But if this is the etymology of the name, it was likely an ancestor who was so born (Caesar's mother lived to see his triumphs and such operations would have been fatal to the woman in ancient times). And Pliny derives his cognomen from caesaries "head of hair," because the future dictator was born with a full one. Caesarian section may come directly from caesus.
caesium (n.)
see cesium.
caesura (n.)
1550s, from Latin caesura, "metrical pause," literally "a cutting," from past participle stem of caedere "to cut down" (see -cide).
cafe (n.)
1802, from French café "coffee, coffeehouse," from Italian caffe "coffee" (see coffee). The beverage was introduced in Venice by 1615 and in France from 1650s by merchants and travelers who had been to Turkey and Egypt. The first public café might have been the one opened in Marseilles in 1660.
cafe au lait (n.)
1763, French café au lait, literally "coffee with milk," from lait "milk" (12c.), from Vulgar Latin lactis, from Latin lactis (see lactation).
cafeteria (n.)
1839, American English, from Mexican Spanish cafeteria "coffee store," from café "coffee" (see coffee) + Spanish -tería "place where something is done" (usually business). The ending came to be understood popularly as meaning "help-yourself" (as though café + -teria) and was extended to new formation with that sense from c.1923.
caffeine (n.)
trimethyl-derivative of xanthine, 1830, from German Kaffein, coined by chemist F.F. Runge (1795-1867), apparently from German Kaffee "coffee" (see coffee) + chemical suffix -ine (2) (German -in). The form of the English word may be via French caféine.
caftan (n.)
1590s, "long tunic worn in Turkey, etc.," from Turkish qaftan (also in Arabic), from Persian khaftan. As a similar shirt or dress style in the West, it is attested from c.1955.
cage (n.)
early 13c., from Old French cage "cage, prison; retreat, hideout" (12c.), from Latin cavea "hollow place, enclosure for animals, coop, hive, stall, dungeon, spectators' seats in the theater" (source also of Italian gabbia "basket for fowls, coop;" see cave (n.)).
cage (v.)
1570s, from cage (n.). Related: Caged; caging.
cagey (adj.)
"evasive, reticent," 1896, U.S. colloquial, of unknown origin.
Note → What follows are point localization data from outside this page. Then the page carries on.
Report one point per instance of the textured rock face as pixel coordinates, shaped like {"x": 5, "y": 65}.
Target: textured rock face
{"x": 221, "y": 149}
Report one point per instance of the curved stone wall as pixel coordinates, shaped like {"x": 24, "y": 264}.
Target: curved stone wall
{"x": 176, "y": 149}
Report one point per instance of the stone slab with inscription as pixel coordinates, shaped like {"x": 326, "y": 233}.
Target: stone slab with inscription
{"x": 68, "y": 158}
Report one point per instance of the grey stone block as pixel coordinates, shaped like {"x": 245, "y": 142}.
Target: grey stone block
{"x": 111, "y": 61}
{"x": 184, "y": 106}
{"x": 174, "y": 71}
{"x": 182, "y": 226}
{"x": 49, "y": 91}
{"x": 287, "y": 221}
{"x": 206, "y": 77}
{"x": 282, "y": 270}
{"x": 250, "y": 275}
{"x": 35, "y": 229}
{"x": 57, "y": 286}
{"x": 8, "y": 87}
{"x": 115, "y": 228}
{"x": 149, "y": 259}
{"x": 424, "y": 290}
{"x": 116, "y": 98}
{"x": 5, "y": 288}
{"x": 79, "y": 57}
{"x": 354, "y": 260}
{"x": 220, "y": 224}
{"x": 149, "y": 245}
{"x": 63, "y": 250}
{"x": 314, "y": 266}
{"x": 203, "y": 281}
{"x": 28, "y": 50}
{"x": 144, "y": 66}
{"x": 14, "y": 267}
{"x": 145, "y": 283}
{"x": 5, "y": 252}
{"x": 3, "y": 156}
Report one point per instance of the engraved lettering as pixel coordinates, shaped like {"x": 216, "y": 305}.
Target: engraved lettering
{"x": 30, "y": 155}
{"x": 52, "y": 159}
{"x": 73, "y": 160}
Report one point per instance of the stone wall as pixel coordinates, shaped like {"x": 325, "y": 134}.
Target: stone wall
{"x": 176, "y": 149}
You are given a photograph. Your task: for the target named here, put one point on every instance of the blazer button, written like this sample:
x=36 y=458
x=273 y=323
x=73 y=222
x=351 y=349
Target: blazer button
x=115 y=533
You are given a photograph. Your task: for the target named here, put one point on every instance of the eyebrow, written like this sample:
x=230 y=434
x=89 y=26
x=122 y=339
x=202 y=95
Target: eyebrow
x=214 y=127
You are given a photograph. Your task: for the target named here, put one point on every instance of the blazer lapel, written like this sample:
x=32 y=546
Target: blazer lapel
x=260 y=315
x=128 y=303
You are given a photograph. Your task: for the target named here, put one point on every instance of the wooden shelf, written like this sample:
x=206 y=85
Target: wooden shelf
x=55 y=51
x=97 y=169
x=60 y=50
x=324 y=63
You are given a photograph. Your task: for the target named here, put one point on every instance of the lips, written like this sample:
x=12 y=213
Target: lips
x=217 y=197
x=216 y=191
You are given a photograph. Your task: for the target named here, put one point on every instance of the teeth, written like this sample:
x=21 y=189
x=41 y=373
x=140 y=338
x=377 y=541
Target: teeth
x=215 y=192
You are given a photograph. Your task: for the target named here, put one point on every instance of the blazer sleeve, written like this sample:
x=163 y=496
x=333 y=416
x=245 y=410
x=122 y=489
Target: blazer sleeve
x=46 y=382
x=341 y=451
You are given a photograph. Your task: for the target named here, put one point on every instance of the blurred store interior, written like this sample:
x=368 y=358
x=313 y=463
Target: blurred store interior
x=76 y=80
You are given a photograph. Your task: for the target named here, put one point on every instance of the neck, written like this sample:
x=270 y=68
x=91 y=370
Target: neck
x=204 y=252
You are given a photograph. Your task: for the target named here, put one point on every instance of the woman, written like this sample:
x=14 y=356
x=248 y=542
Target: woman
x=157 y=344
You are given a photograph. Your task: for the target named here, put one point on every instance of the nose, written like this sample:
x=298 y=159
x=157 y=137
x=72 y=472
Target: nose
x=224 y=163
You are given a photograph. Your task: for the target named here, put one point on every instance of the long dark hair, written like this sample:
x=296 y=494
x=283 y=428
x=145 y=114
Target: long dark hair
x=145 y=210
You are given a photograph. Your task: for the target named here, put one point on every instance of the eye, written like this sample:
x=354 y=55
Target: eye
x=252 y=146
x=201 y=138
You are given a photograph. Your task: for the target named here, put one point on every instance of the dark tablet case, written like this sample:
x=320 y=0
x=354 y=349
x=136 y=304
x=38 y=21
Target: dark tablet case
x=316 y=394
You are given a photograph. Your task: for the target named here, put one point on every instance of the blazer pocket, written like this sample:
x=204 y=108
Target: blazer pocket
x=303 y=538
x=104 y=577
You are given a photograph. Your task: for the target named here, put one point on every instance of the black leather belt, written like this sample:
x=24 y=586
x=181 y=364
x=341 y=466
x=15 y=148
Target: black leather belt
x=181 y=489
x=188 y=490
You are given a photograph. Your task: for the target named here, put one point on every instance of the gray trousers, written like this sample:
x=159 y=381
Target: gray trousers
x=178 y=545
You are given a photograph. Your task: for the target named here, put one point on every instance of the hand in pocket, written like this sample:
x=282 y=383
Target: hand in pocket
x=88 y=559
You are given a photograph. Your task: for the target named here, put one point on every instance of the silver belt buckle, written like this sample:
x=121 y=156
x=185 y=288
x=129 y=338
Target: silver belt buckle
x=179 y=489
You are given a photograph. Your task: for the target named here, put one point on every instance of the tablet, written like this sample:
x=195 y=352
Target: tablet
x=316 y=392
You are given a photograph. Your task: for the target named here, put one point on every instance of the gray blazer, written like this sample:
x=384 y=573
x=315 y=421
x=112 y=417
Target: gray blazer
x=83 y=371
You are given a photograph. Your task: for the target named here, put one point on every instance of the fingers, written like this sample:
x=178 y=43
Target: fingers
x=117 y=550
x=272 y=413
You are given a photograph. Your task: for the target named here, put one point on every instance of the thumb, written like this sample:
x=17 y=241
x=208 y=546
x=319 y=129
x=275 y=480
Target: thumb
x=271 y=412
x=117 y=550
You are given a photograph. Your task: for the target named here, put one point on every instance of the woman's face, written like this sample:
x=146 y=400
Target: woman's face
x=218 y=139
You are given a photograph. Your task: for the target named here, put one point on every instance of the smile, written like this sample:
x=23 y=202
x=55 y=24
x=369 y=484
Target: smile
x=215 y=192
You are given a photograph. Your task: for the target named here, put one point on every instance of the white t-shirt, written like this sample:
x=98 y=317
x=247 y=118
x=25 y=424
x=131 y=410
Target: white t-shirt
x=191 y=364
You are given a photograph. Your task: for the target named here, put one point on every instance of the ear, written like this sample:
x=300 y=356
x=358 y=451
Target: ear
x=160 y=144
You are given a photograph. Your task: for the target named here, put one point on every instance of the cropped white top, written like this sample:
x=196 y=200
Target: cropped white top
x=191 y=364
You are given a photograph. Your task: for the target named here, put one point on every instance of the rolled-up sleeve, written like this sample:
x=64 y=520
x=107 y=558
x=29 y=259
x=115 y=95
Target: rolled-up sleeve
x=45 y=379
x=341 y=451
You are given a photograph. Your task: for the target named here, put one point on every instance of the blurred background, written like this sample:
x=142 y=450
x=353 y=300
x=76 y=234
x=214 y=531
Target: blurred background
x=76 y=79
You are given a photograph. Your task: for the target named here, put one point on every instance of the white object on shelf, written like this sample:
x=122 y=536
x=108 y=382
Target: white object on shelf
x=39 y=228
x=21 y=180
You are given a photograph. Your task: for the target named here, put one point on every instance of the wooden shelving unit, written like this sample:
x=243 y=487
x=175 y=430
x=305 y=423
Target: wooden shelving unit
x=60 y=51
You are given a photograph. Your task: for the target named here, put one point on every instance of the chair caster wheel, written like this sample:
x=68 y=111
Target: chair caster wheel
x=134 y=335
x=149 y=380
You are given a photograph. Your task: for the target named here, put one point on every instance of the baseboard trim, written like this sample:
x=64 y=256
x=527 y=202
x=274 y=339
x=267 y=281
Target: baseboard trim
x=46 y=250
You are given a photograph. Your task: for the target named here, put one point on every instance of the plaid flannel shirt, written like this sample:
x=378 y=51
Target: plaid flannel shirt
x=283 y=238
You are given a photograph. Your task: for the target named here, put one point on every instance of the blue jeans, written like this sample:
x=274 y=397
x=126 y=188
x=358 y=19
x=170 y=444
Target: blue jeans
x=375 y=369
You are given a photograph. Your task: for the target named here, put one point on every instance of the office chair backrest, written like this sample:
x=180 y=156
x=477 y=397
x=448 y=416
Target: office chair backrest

Earlier in English dialect it meant "sportive."
cahier (n.)
"exercise book," c.1845, from French cahier "writing book, copy-book," from Old French cayer, originally quaier "sheet of paper folded in four" (see quire).
cahoot
see cahoots.
cahoots (n.)
1829, American English, of unknown origin; said to be perhaps from French cahute "cabin, hut" (12c.), but U.S. sources credit it to French cohorte (see cohort), a word said to have been in use in the U.S. South and West with a sense of "companions, confederates."
caiman (n.)
also cayman, 1570s, from Portuguese or Spanish caiman, from Carib acayouman "crocodile," or perhaps from a Congo African word applied to the reptiles in the new world by African slaves. "The name appears to be one of those like anaconda and bom, boma, which the Portuguese or Spaniards very early caught up in one part of the world, and naturalized in another." [OED]
Cain
elder son of Adam and Eve, from Hebrew Qayin, literally "created one," also "smith," from Semitic stem q-y-n "to form, to fashion." To raise Cain is first recorded 1840. Surnames McCain, McCann, etc., are a contraction of Irish Mac Cathan "son of Cathan," from Celtic cathan, literally "warrior," from cath "battle."
cairn (n.)
1530s, from Scottish carne, from Gaelic carn "heap of stones, rocky hill," akin to Gaulish karnon "horn," perhaps from PIE *ker-n- "highest part of the body, horn," thus "tip, peak" (see horn (n.)).
Cairo
city in Egypt, from Arabic al-Kahira "the strong," the name given 973 C.E. to the new city built north of the old one, Egyptian khere-ohe, said to mean "place of combat" and to be in reference to a battle between the gods Seth and Horus that took place here.
caisson (n.)
1704, from French caisson "ammunition wagon, box, crate," from Middle French caisson "large box" (16c.), from Italian cassone, augmentative form of cassa "a chest," from Latin capsa "a box" (see case (n.2)).
caitiff (adj.)
c.1300, "wicked, base, cowardly," from Old North French caitive "captive, miserable" (Old French chaitif, 12c., Modern French chétif "puny, sickly, poor, weak"), from Latin captivum (see captive, which was a later, scholarly borrowing of the same word). In most Romance languages, it has acquired a pejorative sense.
caitiff (n.)
c.1300, "wicked man, scoundrel," from Anglo-French caitif, noun use from Old North French caitive "captive, miserable" (see caitiff (adj.)). From mid-14c as "prisoner."
Caitlin
fem. proper name, alternative spelling of Kathleen, not much used in U.S. then suddenly popular from c.1985.
Caius
variant of Gaius, common Roman praenomen. Both forms have the abbreviation C., and the confusion reflects the early Roman uncertainty about the use of gamma (see C).
cajole (v.)
1640s, from French cajoler "to cajole, wheedle, coax," perhaps a blend of Middle French cageoler "to chatter like a jay" (16c., from gajole, southern diminutive of geai "jay;" see jay (n.)), and Old French gaioler "to cage, entice into a cage" (see jail (n.)). Related: Cajoled; cajoling.
cajolery (n.)
1640s, from French cajolerie "persuasion by flattery" (16c.), from cajoler (see cajole).